Section 5. {Review of an Environmental Audit Report.}

(A) This section provides the exclusive procedure for the review of Environmental Audit Reports.

(B) Request by State Law Enforcement Authorities by Written Request or Subpoena.

(1) State Law Enforcement Authorities may (i) make a written request for disclosure of an EHS Audit Report under this subsection, provided such request is delivered by certified mail or (ii) demand by lawful subpoena the disclosure of an EHS Audit Report. Within 60 days after receipt of such request or subpoena, the person asserting the privilege may file with the appropriate court or administrative law judge*, and serve upon the requesting state law enforcement authority, a petition requesting an in camera hearing on whether the EHS Audit Report or portions of the report are privileged under this Act or subject to disclosure. The [Insert appropriatly] Courts of this State shall have jurisdiction over a petition filed under this subsection requesting such a hearing.

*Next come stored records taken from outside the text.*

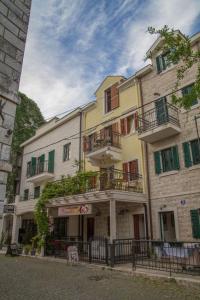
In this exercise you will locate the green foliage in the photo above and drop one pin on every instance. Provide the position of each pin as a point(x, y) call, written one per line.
point(179, 50)
point(71, 185)
point(28, 118)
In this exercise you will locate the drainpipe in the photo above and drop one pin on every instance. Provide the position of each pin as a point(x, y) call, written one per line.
point(146, 161)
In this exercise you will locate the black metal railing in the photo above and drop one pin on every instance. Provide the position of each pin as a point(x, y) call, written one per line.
point(38, 168)
point(100, 140)
point(156, 117)
point(172, 257)
point(107, 180)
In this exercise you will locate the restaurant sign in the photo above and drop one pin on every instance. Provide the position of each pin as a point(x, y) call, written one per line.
point(84, 209)
point(9, 209)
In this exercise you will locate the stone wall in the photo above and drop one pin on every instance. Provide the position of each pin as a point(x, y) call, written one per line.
point(14, 19)
point(179, 190)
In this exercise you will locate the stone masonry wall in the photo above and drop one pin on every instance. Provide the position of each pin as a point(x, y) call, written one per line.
point(176, 190)
point(14, 19)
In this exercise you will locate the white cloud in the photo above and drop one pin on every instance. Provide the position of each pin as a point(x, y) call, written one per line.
point(178, 14)
point(65, 60)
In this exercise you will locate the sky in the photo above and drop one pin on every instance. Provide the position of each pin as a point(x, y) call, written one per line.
point(72, 45)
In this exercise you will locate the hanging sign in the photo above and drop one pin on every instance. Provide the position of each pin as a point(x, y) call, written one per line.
point(73, 254)
point(9, 209)
point(84, 209)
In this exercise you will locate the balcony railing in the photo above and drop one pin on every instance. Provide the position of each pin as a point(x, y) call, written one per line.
point(155, 117)
point(105, 180)
point(99, 141)
point(39, 168)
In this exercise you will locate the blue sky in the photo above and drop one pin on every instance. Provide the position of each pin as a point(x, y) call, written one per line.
point(73, 44)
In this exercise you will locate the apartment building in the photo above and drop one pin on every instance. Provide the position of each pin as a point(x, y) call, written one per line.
point(112, 149)
point(51, 154)
point(172, 147)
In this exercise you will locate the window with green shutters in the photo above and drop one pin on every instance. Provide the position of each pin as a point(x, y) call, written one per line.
point(51, 161)
point(36, 192)
point(166, 160)
point(195, 220)
point(187, 90)
point(26, 194)
point(191, 152)
point(41, 161)
point(33, 166)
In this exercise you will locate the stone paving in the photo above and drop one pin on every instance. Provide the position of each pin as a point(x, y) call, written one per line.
point(30, 278)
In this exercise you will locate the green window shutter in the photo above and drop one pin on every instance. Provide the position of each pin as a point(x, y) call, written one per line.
point(175, 158)
point(51, 161)
point(187, 156)
point(41, 163)
point(33, 166)
point(158, 64)
point(157, 162)
point(195, 219)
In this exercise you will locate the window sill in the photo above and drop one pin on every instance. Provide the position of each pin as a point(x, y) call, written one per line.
point(168, 173)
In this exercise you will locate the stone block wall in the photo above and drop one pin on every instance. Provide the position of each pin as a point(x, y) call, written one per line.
point(14, 19)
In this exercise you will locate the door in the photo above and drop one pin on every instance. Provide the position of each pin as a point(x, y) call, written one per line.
point(167, 226)
point(90, 228)
point(161, 111)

Failure of the person asserting the privilege to file such a petition waives the privilege as to that person.

(* Note: Substitute local state equivalent of “administrative law judge” if necessary.)

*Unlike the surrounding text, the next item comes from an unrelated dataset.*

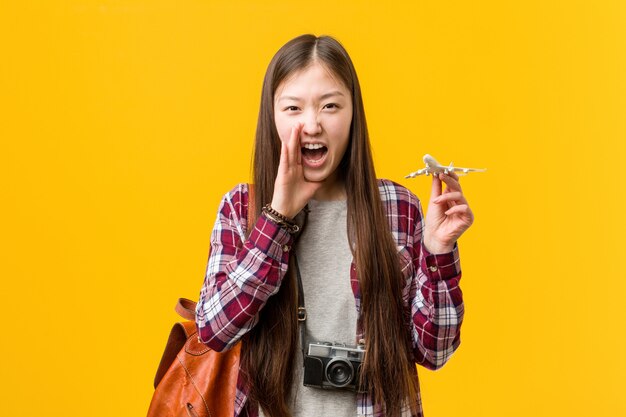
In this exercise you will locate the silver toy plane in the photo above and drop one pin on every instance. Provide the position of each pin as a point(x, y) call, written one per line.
point(434, 167)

(2) The person asserting the privilege in response to a request or subpoena for disclosure under this subsection shall provide a copy of the EHS Audit Report to the Court and shall also include in its request for an in camera hearing all of the following:
(i) The year the EHS Audit Report was prepared;
(ii) The identity of the entity conducting the audit;
(iii) The name of the audited facility or facilities;
(iv) A brief description of the portion or portions of the EHS Audit Report for which privilege is claimed.
(3) Upon the filing of a petition under this subsection, the Court shall issue an order scheduling, within 45 days after the filing of the petition, an in camera hearing to determine whether the EHS Audit Report or portions of such report are privileged or subject to disclosure under this Section.
(4) The court or administrative law judge*, after in camera review, may require disclosure of material for which the privilege in this Subsection is asserted, if such court or administrative law judge * determines that:

(* Note: Substitute local state equivalent of “administrative law judge” if necessary.)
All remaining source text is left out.